Jury selection session – According to the amendments, the jury selection session should be open, though it may be closed in cases envisaged by Article 182 of the Code of Criminal Procedure. According to the said norm, a session may also be closed for the purpose of protection of personal data and professional or commercial secrets. The said norm is so broad that it makes it possible to close practically all jury selection sessions. Obviously, the need to protect the personal life of jury members should be reckoned with, though when both the prosecution and the defense – who are expected to be most interested in exerting pressure on members of the jury – take part in the jury selection session, excluding the public from the selection process is devoid of all legitimate goals. The possibility of leaving a large part of jury selection sessions outside the civil monitoring absolutely neglects the required standard of transparency of this most important procedural stage and, to a large extent, brings under doubt the public’s trust in jury members selected as a result of a closed session. Whereas the court has a number of levers to ensure the protection of the personal life of jury members, such as referring to them by numbers (instead of using names and surnames), interviewing them face-to-face on particularly sensitive topics, etc., the public format of the sessions should be given an unconditional priority.
At the same time, apart from the initiated draft law, it is important to mention Paragraph 5 of Article 82 of the Constitution of Georgia which establishes that “The cases shall be considered by juries before the courts of general jurisdiction in accordance with a procedure and in cases prescribed by law.” We think that this broad provision allows for broad interpretation and leaves unlimited powers in the hands of the authorities to establish a legal framework for regulating juries in line with the existing political context and interests. Such an approach is unjustifiable and contains tangible risks in terms of orderly functioning of the institution. Based on the aforementioned, we believe it important that the State consider the necessity of forming the basic safeguards in the country’s supreme legislative act which will create a stable environment for the functioning of juries in the future.
We retain hope that the Parliament of Georgia will take into consideration the issues raised by the GYLA regarding both the concrete draft law and the adoption of laws by the accelerated procedure in general, and will take relevant steps to resolve the said problems.

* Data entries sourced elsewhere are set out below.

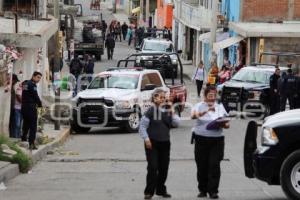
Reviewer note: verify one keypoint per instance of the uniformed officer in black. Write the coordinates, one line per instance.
(30, 102)
(274, 93)
(290, 87)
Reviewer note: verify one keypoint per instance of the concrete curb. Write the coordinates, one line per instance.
(42, 151)
(9, 172)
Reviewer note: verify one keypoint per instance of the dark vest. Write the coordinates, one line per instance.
(160, 124)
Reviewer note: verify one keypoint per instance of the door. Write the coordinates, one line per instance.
(250, 147)
(146, 95)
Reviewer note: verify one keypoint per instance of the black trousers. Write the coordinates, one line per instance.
(209, 153)
(29, 113)
(275, 103)
(158, 159)
(110, 53)
(118, 35)
(124, 35)
(199, 87)
(290, 98)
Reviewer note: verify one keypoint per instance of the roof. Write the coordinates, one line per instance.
(133, 71)
(265, 68)
(253, 29)
(158, 40)
(31, 33)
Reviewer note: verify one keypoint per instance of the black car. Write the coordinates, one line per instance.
(277, 160)
(248, 90)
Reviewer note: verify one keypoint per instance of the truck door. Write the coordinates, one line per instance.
(250, 147)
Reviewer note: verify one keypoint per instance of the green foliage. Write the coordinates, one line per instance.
(21, 158)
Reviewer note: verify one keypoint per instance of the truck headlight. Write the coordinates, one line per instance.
(174, 62)
(123, 105)
(269, 137)
(254, 95)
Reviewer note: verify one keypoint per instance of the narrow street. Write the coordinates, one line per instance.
(108, 164)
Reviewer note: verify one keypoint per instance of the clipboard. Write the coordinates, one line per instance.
(217, 124)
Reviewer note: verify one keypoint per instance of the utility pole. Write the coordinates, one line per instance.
(147, 12)
(213, 29)
(56, 77)
(141, 13)
(114, 6)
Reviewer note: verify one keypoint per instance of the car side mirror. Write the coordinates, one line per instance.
(83, 87)
(149, 87)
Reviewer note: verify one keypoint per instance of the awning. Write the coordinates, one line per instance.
(136, 10)
(226, 43)
(205, 37)
(252, 29)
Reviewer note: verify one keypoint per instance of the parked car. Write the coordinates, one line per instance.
(155, 47)
(249, 89)
(277, 160)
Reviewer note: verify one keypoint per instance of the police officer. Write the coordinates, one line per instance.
(274, 94)
(155, 130)
(290, 94)
(30, 102)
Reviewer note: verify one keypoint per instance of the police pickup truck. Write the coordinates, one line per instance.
(116, 97)
(277, 160)
(155, 47)
(248, 90)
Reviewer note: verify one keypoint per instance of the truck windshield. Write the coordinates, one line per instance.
(155, 46)
(115, 81)
(253, 76)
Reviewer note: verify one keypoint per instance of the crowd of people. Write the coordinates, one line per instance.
(209, 142)
(24, 104)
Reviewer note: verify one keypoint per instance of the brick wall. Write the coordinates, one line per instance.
(267, 10)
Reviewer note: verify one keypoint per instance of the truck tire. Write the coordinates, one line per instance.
(98, 56)
(133, 122)
(78, 129)
(290, 176)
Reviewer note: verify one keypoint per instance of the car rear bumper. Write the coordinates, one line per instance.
(108, 118)
(264, 165)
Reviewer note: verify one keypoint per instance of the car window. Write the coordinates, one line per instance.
(246, 75)
(155, 79)
(145, 81)
(155, 46)
(98, 82)
(115, 81)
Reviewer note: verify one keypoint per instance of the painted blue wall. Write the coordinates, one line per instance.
(231, 9)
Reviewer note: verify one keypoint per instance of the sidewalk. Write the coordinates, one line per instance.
(9, 171)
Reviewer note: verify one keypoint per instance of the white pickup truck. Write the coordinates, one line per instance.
(116, 97)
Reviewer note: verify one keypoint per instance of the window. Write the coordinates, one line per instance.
(115, 81)
(155, 79)
(145, 81)
(152, 78)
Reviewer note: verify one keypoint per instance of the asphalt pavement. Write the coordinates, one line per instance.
(108, 163)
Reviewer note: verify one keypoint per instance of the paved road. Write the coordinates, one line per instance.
(110, 164)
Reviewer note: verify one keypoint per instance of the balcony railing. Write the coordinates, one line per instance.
(194, 16)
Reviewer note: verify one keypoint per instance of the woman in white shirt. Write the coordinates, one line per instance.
(199, 77)
(209, 142)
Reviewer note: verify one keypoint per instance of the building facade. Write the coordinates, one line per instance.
(191, 19)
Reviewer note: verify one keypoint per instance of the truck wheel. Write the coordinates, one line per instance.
(78, 129)
(177, 111)
(290, 176)
(133, 123)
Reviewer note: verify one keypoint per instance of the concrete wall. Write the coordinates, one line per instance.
(231, 9)
(270, 10)
(283, 45)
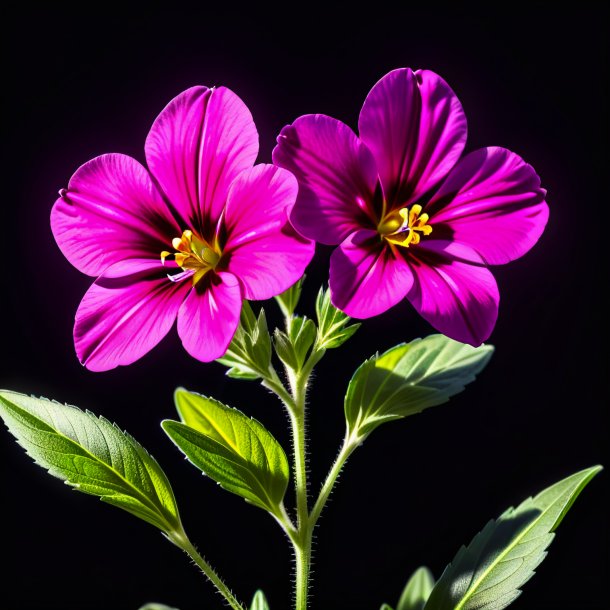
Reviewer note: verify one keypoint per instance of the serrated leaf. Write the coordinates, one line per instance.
(259, 601)
(289, 299)
(489, 573)
(292, 348)
(249, 354)
(93, 455)
(409, 378)
(332, 323)
(417, 590)
(231, 448)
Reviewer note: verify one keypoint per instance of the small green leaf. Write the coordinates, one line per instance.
(231, 448)
(259, 601)
(489, 573)
(409, 378)
(289, 299)
(249, 354)
(292, 348)
(332, 323)
(92, 455)
(417, 591)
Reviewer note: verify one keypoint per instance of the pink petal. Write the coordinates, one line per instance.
(195, 149)
(125, 313)
(492, 201)
(337, 177)
(366, 276)
(209, 316)
(262, 248)
(415, 126)
(458, 298)
(111, 211)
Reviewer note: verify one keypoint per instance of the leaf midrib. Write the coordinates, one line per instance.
(147, 503)
(472, 589)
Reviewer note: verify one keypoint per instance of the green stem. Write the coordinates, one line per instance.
(349, 444)
(302, 543)
(181, 540)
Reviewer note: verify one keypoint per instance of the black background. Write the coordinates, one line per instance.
(530, 79)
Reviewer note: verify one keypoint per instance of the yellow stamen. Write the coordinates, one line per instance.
(193, 253)
(405, 227)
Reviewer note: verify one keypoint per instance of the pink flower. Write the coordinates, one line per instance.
(189, 238)
(411, 218)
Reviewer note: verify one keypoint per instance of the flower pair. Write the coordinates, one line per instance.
(203, 228)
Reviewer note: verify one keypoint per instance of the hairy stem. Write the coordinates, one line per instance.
(303, 543)
(349, 444)
(181, 540)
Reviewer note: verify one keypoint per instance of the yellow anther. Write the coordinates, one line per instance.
(405, 227)
(193, 253)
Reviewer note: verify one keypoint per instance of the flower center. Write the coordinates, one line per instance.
(405, 226)
(194, 255)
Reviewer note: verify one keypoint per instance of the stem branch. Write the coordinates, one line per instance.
(181, 540)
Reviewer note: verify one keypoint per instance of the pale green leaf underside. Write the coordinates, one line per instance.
(259, 601)
(92, 455)
(231, 448)
(417, 590)
(409, 378)
(292, 348)
(333, 329)
(489, 573)
(249, 354)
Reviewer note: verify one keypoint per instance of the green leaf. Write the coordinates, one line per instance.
(409, 378)
(249, 354)
(92, 455)
(231, 448)
(259, 601)
(289, 299)
(489, 573)
(332, 323)
(417, 591)
(292, 348)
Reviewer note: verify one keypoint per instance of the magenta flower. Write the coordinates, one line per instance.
(411, 218)
(190, 238)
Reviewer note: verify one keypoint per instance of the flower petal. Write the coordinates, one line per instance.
(458, 298)
(209, 316)
(366, 276)
(415, 126)
(111, 211)
(195, 149)
(492, 201)
(263, 249)
(337, 177)
(125, 313)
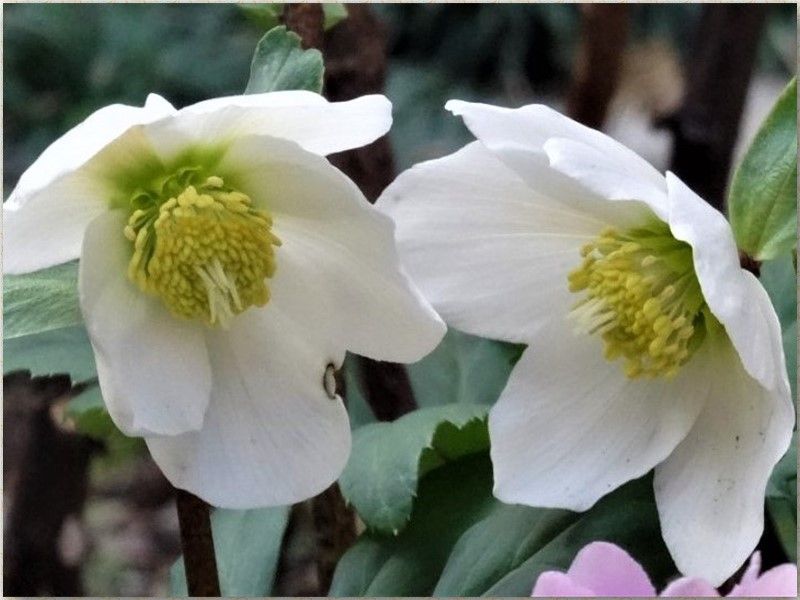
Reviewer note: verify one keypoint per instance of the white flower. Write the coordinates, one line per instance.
(225, 266)
(648, 345)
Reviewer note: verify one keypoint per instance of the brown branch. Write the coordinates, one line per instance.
(335, 523)
(355, 65)
(45, 478)
(604, 31)
(197, 542)
(306, 20)
(707, 125)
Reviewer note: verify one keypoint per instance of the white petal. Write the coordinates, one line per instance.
(338, 254)
(314, 123)
(272, 435)
(153, 368)
(48, 230)
(82, 142)
(70, 184)
(519, 137)
(735, 296)
(710, 491)
(570, 427)
(608, 178)
(490, 254)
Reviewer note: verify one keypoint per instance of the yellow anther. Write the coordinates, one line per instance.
(206, 252)
(649, 319)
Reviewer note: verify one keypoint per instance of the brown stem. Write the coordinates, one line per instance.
(45, 479)
(604, 31)
(336, 531)
(707, 125)
(306, 20)
(197, 542)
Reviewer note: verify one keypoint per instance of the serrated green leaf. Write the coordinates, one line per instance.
(511, 547)
(763, 198)
(461, 541)
(248, 547)
(779, 278)
(88, 413)
(450, 500)
(388, 459)
(463, 368)
(280, 63)
(782, 500)
(269, 14)
(264, 14)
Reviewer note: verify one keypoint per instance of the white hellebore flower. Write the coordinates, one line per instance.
(649, 347)
(225, 267)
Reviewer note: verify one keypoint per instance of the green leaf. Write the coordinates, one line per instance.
(780, 280)
(280, 63)
(763, 198)
(450, 500)
(461, 541)
(463, 368)
(248, 546)
(65, 350)
(265, 15)
(269, 14)
(42, 326)
(782, 500)
(388, 459)
(41, 301)
(89, 414)
(505, 553)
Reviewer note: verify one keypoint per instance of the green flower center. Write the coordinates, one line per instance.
(641, 295)
(201, 247)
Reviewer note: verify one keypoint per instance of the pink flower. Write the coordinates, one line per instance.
(603, 569)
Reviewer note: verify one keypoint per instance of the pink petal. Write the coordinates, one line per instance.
(554, 584)
(610, 571)
(689, 587)
(778, 582)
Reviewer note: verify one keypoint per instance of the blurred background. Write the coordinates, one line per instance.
(684, 85)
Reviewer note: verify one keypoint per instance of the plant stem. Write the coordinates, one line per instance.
(197, 542)
(604, 32)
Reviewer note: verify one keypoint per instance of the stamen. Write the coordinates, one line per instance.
(205, 251)
(641, 295)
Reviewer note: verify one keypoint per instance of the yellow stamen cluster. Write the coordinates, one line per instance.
(206, 252)
(640, 293)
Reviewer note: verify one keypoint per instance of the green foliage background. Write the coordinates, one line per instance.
(433, 486)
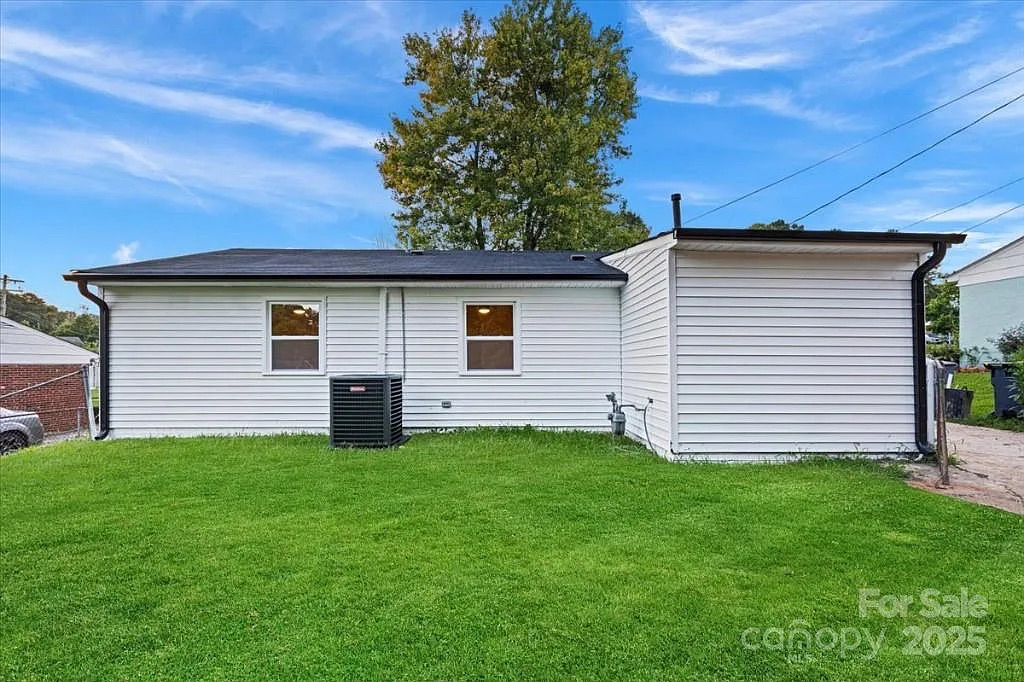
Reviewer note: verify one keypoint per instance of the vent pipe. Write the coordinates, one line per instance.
(677, 215)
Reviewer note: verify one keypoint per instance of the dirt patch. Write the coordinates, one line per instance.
(989, 468)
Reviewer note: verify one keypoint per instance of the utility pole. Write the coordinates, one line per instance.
(5, 281)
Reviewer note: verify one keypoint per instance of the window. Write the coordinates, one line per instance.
(491, 340)
(295, 340)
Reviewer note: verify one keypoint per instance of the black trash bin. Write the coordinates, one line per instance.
(1003, 387)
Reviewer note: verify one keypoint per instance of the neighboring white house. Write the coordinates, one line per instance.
(991, 297)
(741, 344)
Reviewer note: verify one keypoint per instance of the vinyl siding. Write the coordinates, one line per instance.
(646, 342)
(784, 354)
(186, 360)
(986, 309)
(190, 360)
(568, 347)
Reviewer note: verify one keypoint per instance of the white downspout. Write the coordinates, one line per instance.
(382, 333)
(673, 356)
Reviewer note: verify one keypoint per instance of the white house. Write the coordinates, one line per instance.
(991, 297)
(741, 344)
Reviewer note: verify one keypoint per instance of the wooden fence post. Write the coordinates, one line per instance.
(941, 446)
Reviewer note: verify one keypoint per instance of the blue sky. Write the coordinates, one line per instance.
(136, 131)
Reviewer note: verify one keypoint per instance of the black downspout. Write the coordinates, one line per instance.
(104, 358)
(920, 369)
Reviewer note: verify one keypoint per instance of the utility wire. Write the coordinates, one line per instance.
(911, 157)
(994, 217)
(962, 205)
(855, 146)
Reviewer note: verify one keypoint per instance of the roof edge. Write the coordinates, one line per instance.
(87, 275)
(747, 235)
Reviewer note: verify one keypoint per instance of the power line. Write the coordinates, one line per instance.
(962, 205)
(911, 157)
(994, 217)
(857, 145)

[1] “Specific attention should be paid to the accelerated procedure whereby “urgent laws” are discussed and adopted: the Government and the Parliament may consider reviewing their Rules of Procedure to provide for clearer criteria for defining when draft laws are considered “urgent”, and to require a justification when the accelerated procedure is applied”;
[2] Paragraph 1, Article 226 of the Code of Criminal Procedure;
[3] A number of crimes that are punishable by more than ten years of imprisonment or life imprisonment remain outside the jurisdiction of juries.